The policeman following her hadn’t been part of the plan. She’d hoped to be left alone, to simply go into the kitchen, take the garage keys, and leave. Instead, she now had to play out a charade for the benefit of the officer, rifling through drawers and papers as if she was looking for something unknown. The back of her neck began to warm, and she hoped he wouldn’t notice the golf ball sized beads of sweat on her skin. A burst of static from the policeman’s radio made her jerk around as if someone had been shot.
“You all right, ma’am?”
“Yes, sorry…little bit jumpy. Like I said, terrorism. Never good.”
“No, ma’am.”
Bridge finished rifling through the stack of papers she’d occupied herself with and pouted, as if frustrated and considering another place to look. Then she shook her head and head walked past the officer into the kitchen, praying that Ten was the kind of person who kept books and papers in there alongside food-related items. Knowing there was a skull candlestick gave her some hope.
It turned out that not only was Declan O’Riordan the kind of person who kept books and papers in the kitchen, but he had also been the kind of person to keep bills, receipts, bank statements, and much more stuffed into kitchen drawers. She removed them all, placed them on the counter, then took her time leafing through while the officer paced around the room.
“Seems like a decent area, this,” she said. “I need to find a new place. What do you know?”
The policeman shrugged. “Changed a lot since we moved here, back in the nineties. It was pretty rough, back then, but it was all me and the missus could afford. Now it’s all slowly turning into cafés and crêches.”
“Ah, hipster central?”
The policeman chuckled. “Used to be that if you came across a man covered in tattoos you kept your hand on your baton, know what I mean? These days…”
Bridge interrupted him, startled. “What was that?”
“What?”
“I don’t know, did you hear it?” She fixed her gaze on the hallway. “I thought I heard… Oh, never mind. I’m hearing things. Maybe the place has mice.”

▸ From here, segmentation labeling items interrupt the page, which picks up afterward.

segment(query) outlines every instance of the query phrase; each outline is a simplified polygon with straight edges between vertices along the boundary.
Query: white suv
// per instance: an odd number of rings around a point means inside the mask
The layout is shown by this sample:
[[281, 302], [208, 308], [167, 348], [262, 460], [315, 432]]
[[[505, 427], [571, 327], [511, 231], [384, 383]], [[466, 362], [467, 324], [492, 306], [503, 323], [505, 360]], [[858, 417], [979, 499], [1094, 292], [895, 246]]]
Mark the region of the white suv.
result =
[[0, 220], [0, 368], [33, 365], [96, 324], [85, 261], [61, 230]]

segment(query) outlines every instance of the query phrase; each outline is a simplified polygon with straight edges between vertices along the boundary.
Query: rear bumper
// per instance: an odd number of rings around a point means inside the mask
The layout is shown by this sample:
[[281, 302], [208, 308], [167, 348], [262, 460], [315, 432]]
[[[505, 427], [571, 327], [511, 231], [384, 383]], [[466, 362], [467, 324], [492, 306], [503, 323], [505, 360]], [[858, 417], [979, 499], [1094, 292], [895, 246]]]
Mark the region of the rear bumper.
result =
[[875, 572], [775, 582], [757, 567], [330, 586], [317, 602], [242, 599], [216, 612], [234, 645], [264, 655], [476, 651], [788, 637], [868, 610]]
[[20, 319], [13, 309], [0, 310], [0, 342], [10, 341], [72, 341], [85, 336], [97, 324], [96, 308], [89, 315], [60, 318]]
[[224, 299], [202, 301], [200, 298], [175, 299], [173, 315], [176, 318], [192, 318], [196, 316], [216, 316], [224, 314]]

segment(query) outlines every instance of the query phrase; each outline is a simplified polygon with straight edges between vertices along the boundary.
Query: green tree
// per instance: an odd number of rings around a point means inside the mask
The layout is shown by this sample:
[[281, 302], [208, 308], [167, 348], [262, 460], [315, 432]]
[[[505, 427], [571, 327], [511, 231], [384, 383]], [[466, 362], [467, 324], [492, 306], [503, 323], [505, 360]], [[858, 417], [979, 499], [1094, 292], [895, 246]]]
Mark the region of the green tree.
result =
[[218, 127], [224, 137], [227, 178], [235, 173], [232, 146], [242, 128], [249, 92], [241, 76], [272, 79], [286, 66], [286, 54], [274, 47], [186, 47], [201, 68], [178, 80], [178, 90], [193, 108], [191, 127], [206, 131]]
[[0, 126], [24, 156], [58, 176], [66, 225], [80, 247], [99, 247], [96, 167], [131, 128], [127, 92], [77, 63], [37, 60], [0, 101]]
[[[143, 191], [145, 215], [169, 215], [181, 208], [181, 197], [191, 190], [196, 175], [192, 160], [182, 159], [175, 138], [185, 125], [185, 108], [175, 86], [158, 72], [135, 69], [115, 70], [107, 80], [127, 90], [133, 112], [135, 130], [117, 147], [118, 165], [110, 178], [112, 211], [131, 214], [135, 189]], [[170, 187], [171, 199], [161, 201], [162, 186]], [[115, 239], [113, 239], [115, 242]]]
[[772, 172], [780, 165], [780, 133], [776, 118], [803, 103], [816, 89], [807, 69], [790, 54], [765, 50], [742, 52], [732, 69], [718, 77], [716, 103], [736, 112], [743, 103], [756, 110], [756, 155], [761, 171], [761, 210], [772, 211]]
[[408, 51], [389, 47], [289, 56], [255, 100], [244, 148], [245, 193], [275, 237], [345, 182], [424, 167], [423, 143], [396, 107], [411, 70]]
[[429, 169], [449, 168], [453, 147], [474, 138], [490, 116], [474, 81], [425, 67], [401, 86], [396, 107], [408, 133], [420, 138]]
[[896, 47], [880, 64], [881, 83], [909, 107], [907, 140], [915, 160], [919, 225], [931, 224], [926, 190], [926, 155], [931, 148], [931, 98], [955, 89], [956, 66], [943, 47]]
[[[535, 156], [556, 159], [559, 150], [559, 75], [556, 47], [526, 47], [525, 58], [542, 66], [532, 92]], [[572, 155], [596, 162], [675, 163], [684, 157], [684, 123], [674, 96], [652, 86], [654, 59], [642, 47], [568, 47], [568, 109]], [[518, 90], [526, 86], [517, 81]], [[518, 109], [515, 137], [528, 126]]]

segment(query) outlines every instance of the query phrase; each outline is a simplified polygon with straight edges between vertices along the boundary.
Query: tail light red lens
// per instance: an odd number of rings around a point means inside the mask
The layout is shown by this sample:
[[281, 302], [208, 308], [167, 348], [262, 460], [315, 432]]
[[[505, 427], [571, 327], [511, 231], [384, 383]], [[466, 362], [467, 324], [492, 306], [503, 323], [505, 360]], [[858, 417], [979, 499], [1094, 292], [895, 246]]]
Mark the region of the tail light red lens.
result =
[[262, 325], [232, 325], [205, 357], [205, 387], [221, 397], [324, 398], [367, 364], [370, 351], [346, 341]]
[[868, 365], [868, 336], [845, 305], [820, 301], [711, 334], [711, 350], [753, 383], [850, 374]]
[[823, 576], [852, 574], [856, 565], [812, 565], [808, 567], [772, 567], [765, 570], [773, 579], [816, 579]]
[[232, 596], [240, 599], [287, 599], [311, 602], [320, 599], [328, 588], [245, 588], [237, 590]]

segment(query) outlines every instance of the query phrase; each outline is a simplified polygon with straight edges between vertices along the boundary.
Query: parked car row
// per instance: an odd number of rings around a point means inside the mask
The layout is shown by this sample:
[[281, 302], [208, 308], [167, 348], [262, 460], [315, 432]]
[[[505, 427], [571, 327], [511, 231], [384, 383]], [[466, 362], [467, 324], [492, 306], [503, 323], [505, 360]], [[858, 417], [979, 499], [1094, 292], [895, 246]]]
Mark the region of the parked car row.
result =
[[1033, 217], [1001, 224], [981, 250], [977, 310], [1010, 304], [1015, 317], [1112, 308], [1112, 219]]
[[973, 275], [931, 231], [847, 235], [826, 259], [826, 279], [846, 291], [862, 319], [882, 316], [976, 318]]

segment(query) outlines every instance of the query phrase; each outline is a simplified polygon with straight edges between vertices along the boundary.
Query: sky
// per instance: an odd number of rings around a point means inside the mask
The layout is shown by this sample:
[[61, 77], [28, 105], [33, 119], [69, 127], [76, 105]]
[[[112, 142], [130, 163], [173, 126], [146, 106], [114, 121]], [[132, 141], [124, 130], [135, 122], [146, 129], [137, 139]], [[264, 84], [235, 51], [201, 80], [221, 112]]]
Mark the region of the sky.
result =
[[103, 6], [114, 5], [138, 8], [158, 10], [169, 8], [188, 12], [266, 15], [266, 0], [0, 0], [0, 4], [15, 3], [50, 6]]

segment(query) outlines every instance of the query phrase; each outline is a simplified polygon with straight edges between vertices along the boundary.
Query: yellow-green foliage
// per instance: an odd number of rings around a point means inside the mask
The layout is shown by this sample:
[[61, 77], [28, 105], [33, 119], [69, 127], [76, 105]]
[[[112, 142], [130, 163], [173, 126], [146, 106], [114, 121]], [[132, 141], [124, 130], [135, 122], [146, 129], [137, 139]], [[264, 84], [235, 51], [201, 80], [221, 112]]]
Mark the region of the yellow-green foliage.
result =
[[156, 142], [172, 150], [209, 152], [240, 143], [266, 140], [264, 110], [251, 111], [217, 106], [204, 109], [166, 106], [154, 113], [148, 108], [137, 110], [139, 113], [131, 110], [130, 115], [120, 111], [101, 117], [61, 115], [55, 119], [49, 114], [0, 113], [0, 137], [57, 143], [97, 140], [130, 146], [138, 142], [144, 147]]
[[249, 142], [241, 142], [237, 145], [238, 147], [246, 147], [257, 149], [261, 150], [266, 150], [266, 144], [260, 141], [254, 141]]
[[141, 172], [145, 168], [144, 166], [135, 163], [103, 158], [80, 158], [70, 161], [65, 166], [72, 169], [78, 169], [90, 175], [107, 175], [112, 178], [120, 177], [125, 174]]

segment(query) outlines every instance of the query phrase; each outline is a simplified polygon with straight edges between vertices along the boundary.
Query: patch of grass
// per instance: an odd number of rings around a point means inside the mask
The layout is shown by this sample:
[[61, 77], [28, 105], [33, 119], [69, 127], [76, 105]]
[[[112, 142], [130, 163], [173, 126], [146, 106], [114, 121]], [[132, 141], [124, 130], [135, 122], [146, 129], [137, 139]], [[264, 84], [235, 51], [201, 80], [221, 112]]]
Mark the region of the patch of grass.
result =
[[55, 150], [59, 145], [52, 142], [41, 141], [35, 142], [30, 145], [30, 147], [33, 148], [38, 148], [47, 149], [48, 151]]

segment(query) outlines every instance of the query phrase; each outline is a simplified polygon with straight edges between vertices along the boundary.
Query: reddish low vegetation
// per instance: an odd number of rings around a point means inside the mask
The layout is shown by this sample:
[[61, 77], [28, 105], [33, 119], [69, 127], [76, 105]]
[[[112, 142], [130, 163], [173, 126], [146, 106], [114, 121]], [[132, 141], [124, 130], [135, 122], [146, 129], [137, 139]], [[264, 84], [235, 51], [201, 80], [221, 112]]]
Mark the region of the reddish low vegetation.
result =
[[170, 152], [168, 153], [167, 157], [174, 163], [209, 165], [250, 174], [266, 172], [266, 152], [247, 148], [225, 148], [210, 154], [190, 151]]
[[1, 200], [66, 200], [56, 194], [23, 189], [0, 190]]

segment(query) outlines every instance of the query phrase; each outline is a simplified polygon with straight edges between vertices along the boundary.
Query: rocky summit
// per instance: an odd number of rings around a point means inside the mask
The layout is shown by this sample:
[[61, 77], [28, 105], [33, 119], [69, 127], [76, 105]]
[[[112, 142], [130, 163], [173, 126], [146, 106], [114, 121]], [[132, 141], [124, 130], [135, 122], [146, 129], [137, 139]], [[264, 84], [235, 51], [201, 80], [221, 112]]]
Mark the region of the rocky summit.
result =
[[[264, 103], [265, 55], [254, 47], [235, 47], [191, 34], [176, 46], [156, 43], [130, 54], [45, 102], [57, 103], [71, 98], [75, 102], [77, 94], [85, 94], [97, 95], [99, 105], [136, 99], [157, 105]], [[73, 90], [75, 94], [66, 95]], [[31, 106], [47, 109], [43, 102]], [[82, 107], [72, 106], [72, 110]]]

But the line had worked, and now the policeman was also staring at the door into the hallway. Without looking away, he thumbed his radio. “You OK out there?”
The younger officer replied immediately. “All fine. Something up?”
“Stand by.” The older officer walked into the hallway, cautious and alert — with, she noted, one hand firmly on his baton.
The moment he was out of sight she reached across the counter, lifted one edge of the skull candlestick, swiped the keys from underneath, lowered the skull, dropped the keys in her coat pocket, and replaced her hands on the bank envelopes she’d been sifting through. It took one and a half seconds, and she barely looked at the keys. If they weren’t the right ones, she was out of luck. There was no way she’d be able to bluff her way back in a second time.
“All clear.” The policeman returned to the kitchen, and winked at Bridge as he said into his radio, “The place has probably got mice.”
She smiled as if embarrassed, then took three random bank statements from the pile in front of her and laid them on the counter. “I reckon this is what we missed,” she said to the officer, taking out her personal phone, “I mean, who keeps bank statements in the kitchen?” She opened the camera app and took pictures, as if documenting the statements. “Some very interesting financial stuff on here. My boss is going to love me for this, thank you.” She put her iPhone away, replaced the papers back in the drawers, and nodded to herself firmly.
“All done?” asked the policeman.
Bridge smiled as he ushered her out of the house. “All done.”